ADAM

pylit.optimizer.adam.adam(R, F, x0, method, maxiter=None, tol=None, svd=False, protocol=False)

This is the ADAM optimization method. The interface is described in Optimizer.

Description

Solves the optimization problem (1) using the ADAM (A Method for Stochastic Optimization) gradient method with non-negativity constraint. ADAM is a first-order stochastic optimization algorithm that adapts the learning rates for each variable individually by maintaining exponentially decaying averages of past gradients (first moment) and squared gradients (second moment). This stabilizes convergence and is well-suited for problems with noisy, sparse, or non-stationary gradients.

Algorithm

Let \(\beta_1\) and \(\beta_2\) be the decay rates for the first and second moment estimates, and \(\epsilon\) a small constant for numerical stability. At iteration \(k\), the updates are:

\[\begin{split}m_k &= \beta_1 m_{k-1} + (1-\beta_1) \nabla f(x_{k-1}) \\ v_k &= \beta_2 v_{k-1} + (1-\beta_2) (\nabla f(x_{k-1}))^2 \\ \hat{m}_k &= \frac{m_k}{1 - \beta_1^k} \\ \hat{v}_k &= \frac{v_k}{1 - \beta_2^k} \\ x_k &= x_{k-1} - \eta \frac{\hat{m}_k}{\sqrt{\hat{v}_k} + \epsilon}\end{split}\]
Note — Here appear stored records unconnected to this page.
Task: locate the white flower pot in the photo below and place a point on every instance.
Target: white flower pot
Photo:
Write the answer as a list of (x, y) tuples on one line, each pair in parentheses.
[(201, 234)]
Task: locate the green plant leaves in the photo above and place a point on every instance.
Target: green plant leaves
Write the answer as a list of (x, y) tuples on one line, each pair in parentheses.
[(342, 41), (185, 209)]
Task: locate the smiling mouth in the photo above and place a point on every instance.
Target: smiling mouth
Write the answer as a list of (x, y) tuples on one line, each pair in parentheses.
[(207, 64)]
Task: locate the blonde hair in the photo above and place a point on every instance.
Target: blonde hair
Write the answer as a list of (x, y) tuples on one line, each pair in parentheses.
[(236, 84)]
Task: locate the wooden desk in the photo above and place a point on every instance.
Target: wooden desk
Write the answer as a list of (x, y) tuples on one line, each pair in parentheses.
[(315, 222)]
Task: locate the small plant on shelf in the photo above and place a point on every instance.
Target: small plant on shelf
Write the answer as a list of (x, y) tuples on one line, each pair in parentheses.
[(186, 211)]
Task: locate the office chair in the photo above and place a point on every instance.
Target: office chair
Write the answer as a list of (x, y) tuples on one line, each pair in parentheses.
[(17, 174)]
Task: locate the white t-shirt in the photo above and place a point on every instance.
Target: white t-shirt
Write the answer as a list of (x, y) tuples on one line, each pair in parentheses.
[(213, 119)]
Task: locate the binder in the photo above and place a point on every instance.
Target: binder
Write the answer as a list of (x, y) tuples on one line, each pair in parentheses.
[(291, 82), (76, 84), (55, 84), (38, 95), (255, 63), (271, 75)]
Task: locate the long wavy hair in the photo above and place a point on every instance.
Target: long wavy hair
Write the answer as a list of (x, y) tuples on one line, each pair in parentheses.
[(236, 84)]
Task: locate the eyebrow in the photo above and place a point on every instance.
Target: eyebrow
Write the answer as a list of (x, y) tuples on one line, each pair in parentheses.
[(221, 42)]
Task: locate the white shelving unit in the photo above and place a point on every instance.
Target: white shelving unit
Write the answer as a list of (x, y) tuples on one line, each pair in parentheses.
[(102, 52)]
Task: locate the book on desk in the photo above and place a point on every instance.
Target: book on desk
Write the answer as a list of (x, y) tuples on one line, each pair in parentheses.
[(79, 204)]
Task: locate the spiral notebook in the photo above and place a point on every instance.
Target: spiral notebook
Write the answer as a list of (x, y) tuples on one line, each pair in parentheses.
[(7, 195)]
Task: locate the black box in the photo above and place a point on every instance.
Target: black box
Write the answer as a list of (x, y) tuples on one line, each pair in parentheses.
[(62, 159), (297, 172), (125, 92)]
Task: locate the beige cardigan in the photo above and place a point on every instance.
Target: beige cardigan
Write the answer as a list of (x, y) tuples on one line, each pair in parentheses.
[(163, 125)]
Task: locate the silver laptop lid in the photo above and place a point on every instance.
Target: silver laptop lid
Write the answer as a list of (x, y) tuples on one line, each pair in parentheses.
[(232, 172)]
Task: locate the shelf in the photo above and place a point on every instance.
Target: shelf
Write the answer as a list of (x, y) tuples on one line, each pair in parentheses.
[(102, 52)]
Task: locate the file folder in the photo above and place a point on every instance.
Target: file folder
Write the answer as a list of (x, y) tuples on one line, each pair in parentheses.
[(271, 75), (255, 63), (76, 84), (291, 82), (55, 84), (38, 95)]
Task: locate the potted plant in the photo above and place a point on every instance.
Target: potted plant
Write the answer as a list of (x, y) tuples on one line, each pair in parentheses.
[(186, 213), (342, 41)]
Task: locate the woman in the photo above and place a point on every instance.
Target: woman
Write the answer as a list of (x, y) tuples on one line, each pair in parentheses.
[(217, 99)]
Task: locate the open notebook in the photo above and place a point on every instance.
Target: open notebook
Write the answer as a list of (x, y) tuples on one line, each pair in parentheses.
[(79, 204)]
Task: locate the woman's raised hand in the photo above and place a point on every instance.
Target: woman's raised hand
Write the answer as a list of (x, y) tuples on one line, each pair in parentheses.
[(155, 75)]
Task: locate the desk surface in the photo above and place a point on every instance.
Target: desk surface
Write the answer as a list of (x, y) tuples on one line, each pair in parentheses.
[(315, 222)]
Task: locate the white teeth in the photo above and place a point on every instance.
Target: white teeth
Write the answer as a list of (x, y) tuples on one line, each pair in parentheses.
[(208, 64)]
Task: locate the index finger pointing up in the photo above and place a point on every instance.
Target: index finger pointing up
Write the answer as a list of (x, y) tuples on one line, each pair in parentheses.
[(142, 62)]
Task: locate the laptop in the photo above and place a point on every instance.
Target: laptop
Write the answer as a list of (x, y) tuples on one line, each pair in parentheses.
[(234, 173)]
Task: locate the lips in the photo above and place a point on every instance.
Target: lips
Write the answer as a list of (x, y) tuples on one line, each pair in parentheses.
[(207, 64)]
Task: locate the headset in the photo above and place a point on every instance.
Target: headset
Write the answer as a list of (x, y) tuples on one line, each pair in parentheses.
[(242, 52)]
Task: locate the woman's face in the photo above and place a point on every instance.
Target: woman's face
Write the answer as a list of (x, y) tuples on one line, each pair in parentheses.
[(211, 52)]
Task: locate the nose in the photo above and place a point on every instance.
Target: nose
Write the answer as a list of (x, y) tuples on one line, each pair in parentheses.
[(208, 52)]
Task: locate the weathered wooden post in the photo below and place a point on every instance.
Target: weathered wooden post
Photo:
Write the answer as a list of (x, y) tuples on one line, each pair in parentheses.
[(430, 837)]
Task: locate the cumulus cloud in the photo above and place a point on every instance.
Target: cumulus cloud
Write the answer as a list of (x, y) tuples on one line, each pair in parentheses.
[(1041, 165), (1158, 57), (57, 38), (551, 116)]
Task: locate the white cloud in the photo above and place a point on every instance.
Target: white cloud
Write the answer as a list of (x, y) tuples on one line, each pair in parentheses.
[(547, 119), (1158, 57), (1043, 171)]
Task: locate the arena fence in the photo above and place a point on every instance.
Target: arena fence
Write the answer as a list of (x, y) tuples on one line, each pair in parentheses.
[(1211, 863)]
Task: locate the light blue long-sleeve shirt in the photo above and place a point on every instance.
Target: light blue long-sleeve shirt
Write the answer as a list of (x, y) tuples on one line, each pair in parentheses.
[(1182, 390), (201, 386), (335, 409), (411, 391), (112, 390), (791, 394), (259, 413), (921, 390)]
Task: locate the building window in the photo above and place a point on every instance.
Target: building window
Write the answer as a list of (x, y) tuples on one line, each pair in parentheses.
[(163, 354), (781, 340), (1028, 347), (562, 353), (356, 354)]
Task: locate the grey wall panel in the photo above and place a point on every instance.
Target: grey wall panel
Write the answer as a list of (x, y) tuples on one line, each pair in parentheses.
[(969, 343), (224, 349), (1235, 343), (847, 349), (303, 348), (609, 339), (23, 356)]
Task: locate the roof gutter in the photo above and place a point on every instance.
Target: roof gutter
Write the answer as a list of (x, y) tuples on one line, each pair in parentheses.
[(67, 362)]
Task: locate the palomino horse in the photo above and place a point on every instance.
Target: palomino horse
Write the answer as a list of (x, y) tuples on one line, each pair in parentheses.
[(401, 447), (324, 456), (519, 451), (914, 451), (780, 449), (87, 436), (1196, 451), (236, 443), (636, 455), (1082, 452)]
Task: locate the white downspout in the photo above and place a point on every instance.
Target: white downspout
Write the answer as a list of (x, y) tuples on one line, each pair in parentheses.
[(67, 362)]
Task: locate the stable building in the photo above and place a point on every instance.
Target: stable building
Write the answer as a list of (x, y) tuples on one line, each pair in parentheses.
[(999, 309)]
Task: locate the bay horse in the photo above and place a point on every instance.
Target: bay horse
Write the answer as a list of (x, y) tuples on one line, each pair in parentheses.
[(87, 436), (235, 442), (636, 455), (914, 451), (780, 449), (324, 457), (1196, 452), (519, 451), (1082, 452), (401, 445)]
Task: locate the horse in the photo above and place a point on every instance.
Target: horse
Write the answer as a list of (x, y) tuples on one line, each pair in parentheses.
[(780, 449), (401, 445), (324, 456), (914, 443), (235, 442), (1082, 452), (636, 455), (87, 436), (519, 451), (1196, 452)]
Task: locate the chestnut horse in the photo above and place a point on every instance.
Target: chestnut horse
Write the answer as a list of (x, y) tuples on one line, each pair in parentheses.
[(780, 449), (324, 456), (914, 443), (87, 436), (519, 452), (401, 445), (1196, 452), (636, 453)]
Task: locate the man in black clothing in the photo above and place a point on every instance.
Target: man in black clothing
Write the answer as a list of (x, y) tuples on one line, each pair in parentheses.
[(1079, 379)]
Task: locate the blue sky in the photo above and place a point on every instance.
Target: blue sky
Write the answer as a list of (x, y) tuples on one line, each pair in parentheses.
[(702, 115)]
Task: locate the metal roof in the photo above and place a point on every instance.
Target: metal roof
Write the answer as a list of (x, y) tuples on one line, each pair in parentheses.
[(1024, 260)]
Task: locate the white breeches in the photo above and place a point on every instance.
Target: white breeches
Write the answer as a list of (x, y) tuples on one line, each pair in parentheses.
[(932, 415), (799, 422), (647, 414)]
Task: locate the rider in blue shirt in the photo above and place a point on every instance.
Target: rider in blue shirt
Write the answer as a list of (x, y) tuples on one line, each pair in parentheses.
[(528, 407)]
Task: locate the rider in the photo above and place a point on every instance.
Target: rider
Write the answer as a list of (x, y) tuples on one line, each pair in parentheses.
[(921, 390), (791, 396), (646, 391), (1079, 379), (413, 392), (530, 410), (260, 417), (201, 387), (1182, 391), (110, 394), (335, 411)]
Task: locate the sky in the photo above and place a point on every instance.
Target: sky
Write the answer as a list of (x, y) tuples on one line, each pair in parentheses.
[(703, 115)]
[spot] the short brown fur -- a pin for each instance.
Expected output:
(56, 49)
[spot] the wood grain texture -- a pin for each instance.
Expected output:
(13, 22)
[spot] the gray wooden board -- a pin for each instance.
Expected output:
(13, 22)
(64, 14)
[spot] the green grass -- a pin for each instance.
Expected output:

The algorithm terminates when the change in the objective function between successive iterates falls below the tolerance tol or when the maximum number of iterations maxiter is reached.

rtype:

Solution

returns:

A Solution object containing the final iterate.

References

• 4. 16. Kingma and J. Ba. Adam: A Method for Stochastic Optimization. International Conference on Learning Representations (ICLR), 2015.